薄々感づき、そして未来から来ているナルトだからこそ、奇跡のようなこの時間。そして聞いてみたいたくさんのことを知っているであろう人。

会えなくなってしまう人。

 

「いや、きっともう一度、君に会える時がくる、いつかきっと。

その時にたくさん聞くよ」

「……っ、」

 

ナルトたちの身体が輝き始める。

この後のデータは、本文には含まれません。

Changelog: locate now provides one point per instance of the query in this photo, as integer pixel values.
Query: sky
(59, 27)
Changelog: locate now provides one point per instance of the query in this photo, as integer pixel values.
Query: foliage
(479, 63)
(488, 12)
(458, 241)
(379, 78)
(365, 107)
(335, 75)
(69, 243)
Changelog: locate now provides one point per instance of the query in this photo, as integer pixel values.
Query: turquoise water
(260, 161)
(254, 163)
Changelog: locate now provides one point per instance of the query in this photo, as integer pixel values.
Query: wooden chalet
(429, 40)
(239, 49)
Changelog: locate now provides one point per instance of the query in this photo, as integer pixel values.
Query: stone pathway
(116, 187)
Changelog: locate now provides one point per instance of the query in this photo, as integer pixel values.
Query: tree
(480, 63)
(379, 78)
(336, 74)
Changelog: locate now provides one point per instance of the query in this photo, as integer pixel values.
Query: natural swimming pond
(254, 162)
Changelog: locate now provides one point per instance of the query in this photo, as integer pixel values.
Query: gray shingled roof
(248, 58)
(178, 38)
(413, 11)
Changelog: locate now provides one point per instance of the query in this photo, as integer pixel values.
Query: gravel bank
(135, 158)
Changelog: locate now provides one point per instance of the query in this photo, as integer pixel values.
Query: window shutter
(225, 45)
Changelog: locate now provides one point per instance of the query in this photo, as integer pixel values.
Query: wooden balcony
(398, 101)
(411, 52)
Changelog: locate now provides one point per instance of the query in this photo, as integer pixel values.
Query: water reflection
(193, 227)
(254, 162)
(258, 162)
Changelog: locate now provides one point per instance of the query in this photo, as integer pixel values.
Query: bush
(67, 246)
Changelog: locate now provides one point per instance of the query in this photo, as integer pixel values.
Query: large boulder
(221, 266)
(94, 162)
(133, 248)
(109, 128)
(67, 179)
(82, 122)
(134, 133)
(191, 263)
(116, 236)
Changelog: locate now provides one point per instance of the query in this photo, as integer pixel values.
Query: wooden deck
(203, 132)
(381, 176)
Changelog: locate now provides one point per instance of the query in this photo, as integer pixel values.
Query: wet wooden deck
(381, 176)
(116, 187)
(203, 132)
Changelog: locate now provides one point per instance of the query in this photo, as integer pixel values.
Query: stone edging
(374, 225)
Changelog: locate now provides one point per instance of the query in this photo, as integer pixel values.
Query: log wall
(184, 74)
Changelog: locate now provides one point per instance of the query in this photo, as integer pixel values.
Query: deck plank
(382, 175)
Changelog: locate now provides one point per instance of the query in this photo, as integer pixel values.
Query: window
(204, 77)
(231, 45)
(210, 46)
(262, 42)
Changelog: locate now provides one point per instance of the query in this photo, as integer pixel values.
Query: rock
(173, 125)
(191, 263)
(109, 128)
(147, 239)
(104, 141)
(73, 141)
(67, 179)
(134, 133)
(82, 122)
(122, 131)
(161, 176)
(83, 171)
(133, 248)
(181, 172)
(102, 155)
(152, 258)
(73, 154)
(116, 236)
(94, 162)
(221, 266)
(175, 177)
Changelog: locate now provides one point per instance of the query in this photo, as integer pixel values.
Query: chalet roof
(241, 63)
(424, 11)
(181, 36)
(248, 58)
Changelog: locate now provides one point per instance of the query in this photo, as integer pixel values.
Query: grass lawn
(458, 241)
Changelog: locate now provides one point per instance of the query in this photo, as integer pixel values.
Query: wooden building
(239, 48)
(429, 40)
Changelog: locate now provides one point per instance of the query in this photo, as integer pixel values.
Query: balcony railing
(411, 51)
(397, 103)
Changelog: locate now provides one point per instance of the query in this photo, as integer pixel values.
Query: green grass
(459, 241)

もう時間はない。

 

(あん)ちゃんってば、ひょっとして……」

「僕の息子にも、君のように育って欲しいと思っていたんだ。 そして今、君のように育っているよ」

「!」

 

ミナトが優しくハルトの方を向いた。ハルトは気まずそうに顔をそむけたが、その頬は少し赤くなっていた。

 

「ナルト! あなたが言っていた通り楼蘭の街は滅びるのかもしれません! でも私には楼蘭の民がいます! 民のために自分のやるべきことをやり遂げます!

ナルトが教えてくれたことだから!」

「おう! おめえのド根性があれば、必ず出来るってばよ!!」

 

ナルトたちの体は光に覆われ、既にこちらからは見えないほどになっていたが、

 

「ルト!!」

「!」

 

最後の最後に、ナルトは今回の任務で最も一緒にいたハルトの方を向いた。

 

「お前ってば……」

 

なにか言おうとするも、既にその声は聞こえない。しかし、それは向こう側からの声に限ってのことだった。

 

 

 

「ナルト!」

「!!」

「……、

 

 

 

もう少しだけ話そうか」

 

年齢に不相応な大人びた笑顔をナルトに向けながら、自分の足下にミナトが発動したものとは違う術を展開する。

 

「ごめん……」

「いいや、行っておいで。 ハルト」

「! ……うん」

 

ミナトが笑顔で送り出したのと同時に、ナルトとヤマトの姿も完全に光の中に消えた。

 

 

原作と違うことは……、

 

同時にこの世界に住む者も一緒に消えたこと。